US IPO activity saw renewed momentum between January and April

US IPO activity saw renewed momentum between January and April

23 July 2025 Consulting.us
US IPO activity saw renewed momentum between January and April

US Initial public offering (IPO) value ticked slightly higher between January and April 2025 over the same period in 2024, according to a recent report from consulting firm Uniqus.

Total capital raised in Jan-Apr 2025 rose to $14.36 billion compared to $11.72 billion in Jan-Apr 2024.

Nasdaq listings raised $10.33 billion in 2025 versus $4.85 billion in 2024, with issuers rising from 44 to 97. NYSE listings raised $4.05 billion in 2025 versus $6.87 billion in 2024, with issuers dropping from 21 to 14.

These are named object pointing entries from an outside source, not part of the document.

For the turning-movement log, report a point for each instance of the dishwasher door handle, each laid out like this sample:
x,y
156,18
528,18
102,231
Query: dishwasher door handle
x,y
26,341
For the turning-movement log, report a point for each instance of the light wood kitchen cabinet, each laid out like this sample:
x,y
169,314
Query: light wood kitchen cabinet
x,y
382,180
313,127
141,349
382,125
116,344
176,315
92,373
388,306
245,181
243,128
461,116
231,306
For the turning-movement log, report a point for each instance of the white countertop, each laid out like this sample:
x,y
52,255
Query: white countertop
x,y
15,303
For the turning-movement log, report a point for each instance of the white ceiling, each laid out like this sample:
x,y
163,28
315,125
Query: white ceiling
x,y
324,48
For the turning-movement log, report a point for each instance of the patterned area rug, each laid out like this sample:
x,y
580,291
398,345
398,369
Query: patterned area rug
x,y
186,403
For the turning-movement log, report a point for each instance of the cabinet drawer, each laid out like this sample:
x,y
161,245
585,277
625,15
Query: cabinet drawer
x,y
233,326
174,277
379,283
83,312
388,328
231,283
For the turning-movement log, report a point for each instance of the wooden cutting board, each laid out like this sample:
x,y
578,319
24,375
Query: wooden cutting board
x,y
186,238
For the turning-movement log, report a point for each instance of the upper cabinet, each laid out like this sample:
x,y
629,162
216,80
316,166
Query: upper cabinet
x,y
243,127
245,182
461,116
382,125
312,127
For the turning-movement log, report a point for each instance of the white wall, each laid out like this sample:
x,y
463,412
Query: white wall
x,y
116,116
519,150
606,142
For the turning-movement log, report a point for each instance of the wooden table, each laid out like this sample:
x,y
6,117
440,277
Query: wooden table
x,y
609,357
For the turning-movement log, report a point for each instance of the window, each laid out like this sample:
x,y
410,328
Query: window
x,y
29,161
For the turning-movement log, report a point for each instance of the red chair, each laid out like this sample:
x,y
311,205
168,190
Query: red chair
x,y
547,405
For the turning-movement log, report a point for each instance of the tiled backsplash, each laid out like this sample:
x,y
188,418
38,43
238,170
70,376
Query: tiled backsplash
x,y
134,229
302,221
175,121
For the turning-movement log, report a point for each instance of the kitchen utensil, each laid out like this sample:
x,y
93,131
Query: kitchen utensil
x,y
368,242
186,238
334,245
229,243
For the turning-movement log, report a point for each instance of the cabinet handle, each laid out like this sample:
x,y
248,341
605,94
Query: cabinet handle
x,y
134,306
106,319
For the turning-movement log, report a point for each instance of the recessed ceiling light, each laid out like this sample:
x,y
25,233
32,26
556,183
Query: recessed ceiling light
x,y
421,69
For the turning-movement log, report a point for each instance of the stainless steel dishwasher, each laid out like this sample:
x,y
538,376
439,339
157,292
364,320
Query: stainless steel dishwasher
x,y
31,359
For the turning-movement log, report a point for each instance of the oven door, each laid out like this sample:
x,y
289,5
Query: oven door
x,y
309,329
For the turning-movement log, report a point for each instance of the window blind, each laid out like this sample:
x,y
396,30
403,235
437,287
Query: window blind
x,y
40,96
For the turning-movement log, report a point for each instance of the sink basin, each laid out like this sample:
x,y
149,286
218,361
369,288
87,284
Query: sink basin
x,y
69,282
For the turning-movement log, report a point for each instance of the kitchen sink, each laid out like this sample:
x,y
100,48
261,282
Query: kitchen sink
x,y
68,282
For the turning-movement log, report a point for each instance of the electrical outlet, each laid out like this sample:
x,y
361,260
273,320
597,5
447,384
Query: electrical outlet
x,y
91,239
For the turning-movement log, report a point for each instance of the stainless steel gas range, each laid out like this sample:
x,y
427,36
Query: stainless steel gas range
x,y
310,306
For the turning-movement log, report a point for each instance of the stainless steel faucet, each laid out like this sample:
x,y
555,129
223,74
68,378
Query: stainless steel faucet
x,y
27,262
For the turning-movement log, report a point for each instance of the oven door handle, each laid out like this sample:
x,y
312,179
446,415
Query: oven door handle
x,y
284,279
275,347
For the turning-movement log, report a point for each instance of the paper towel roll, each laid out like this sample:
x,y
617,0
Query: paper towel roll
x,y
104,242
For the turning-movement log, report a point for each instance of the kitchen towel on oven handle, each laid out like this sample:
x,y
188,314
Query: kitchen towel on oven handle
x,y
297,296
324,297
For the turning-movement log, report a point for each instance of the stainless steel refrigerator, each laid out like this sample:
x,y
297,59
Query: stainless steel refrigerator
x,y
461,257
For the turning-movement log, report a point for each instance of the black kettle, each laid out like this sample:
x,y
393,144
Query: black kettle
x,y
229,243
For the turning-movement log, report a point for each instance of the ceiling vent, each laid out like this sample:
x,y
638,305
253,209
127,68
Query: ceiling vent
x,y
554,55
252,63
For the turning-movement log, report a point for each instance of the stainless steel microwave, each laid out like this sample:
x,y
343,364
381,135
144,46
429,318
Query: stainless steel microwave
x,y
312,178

The overall average issue size declined by 41%, driven by an NYSE issue size drop from an average of $327 million in 2024 to $288 million in 2025. The Nasdaq average issue size remained stable at approximately $100 million.

Uniqus says the market trend favors Nasdaq’s tech and growth company pipeline.

There are currently 280+ companies in the IPO pipeline after filing S-1 forms, with a collective valuation of $16.3 billion. Uniqus expects these companies to enter the market soon, with the larger IPOs including Arrive AI and Churchill Capital.

Industry trends

In Jan-Apr 2025, technology led capital formation, with 15 IPOs raising nearly $3 billion. Ninety-seven percent of this capital was allocated to pre-packaged software, highlighting a continued preference for scalable, software-driven business models.

Consumer discretionary had the highest number of listings at 23, but raised a comparatively modest $599 million.

Utilities had one issuer, but it was a giant one at $1.75 billion.

Other active sectors were industrials and healthcare, at 15 and 13 issuers, respectively.

IPO capital raised

Source: Uniqus

IPO returns

In Jan-Apr 2025, the US IPO market had muted returns, with 88 out of 111 companies listing at gains below 10% or even at a loss.

The overall average return of 15% was heavily skewed by five companies with exceptional performance, recording listing-day gains of over 80%. With those companies excluded, the average return drops to less than 2%.

This reinforce that market enthusiasm isn’t equally distributed, and performance concentrates in a handful of standout listings.

Use of proceeds

The top industries had varied priorities for utilization of IPO proceeds. Technology firms directed 62% of their proceeds to pay down loans, while the utilities industry funnelled 100% of IPO proceeds to capital expenditure and infrastructure investments. Healthcare firms directed 70% of proceeds to research and development, while consumer discretionary sent 57% of funds to business expansion, distribution, and marketing.